Monday, December 21, 2020

Book Review: The New Jim Crow by Michelle Alexander

Published: January 5, 2010
Publisher: The New Press Inc.
Received: purchased
Read from October 31 to November 22, 2020

Summary from Goodreads:

"Jarvious Cotton's great-great-grandfather could not vote as a slave. His great-grandfather was beaten to death by the Klu Klux Klan for attempting to vote. His grandfather was prevented from voting by Klan intimidation; his father was barred by poll taxes and literacy tests. Today, Cotton cannot vote because he, like many black men in the United States, has been labeled a felon and is currently on parole."

As the United States celebrates the nation's "triumph over race" with the election of Barack Obama, the majority of young black men in major American cities are locked behind bars or have been labeled felons for life. Although Jim Crow laws have been wiped off the books, an astounding percentage of the African American community remains trapped in a subordinate status--much like their grandparents before them.

In this incisive critique, former litigator-turned-legal-scholar Michelle Alexander provocatively argues that we have not ended racial caste in America: we have simply redesigned it. Alexander shows that, by targeting black men and decimating communities of color, the U.S. criminal justice system functions as a contemporary system of racial control, even as it formally adheres to the principle of color blindness. The New Jim Crow challenges the civil rights community--and all of us--to place mass incarceration at the forefront of a new movement for racial justice in America.

Review:

This book is a decade old, but it is still relevant to the current situation in the United States. Really, it's quite striking how much that is true. The book was published not long after Barack Obama became president, and references to that are made in the book. Now, after another Obama term and a Trump one, this book is as true as ever.

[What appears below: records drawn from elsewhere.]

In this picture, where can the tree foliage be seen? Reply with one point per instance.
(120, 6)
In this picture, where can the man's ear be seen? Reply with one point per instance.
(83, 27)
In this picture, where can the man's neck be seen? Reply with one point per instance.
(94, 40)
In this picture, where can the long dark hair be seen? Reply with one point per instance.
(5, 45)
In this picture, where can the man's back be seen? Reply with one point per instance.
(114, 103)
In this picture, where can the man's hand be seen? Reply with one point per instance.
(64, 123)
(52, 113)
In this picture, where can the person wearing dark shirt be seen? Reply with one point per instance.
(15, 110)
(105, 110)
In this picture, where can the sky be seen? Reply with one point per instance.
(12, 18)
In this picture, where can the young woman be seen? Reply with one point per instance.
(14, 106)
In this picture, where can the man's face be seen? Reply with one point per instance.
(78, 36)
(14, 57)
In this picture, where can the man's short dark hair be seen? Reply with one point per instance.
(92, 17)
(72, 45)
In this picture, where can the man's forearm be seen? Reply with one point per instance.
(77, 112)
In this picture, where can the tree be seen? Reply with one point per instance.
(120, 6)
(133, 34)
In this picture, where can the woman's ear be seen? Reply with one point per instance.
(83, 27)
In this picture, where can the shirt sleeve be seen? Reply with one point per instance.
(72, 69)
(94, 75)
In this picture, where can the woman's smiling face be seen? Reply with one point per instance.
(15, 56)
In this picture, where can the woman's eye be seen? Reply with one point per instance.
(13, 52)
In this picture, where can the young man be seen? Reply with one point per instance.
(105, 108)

Much of what is covered in this book are things that I've already known from other reading, but that didn't make it any less compelling. Alexander has done a great job of providing data about the current state of incarceration in the United States. I know this saying has become quite cliche, but this book should be required reading. These are things that every American should be aware of, yet too few are.

I highly encourage everyone to pick up this book.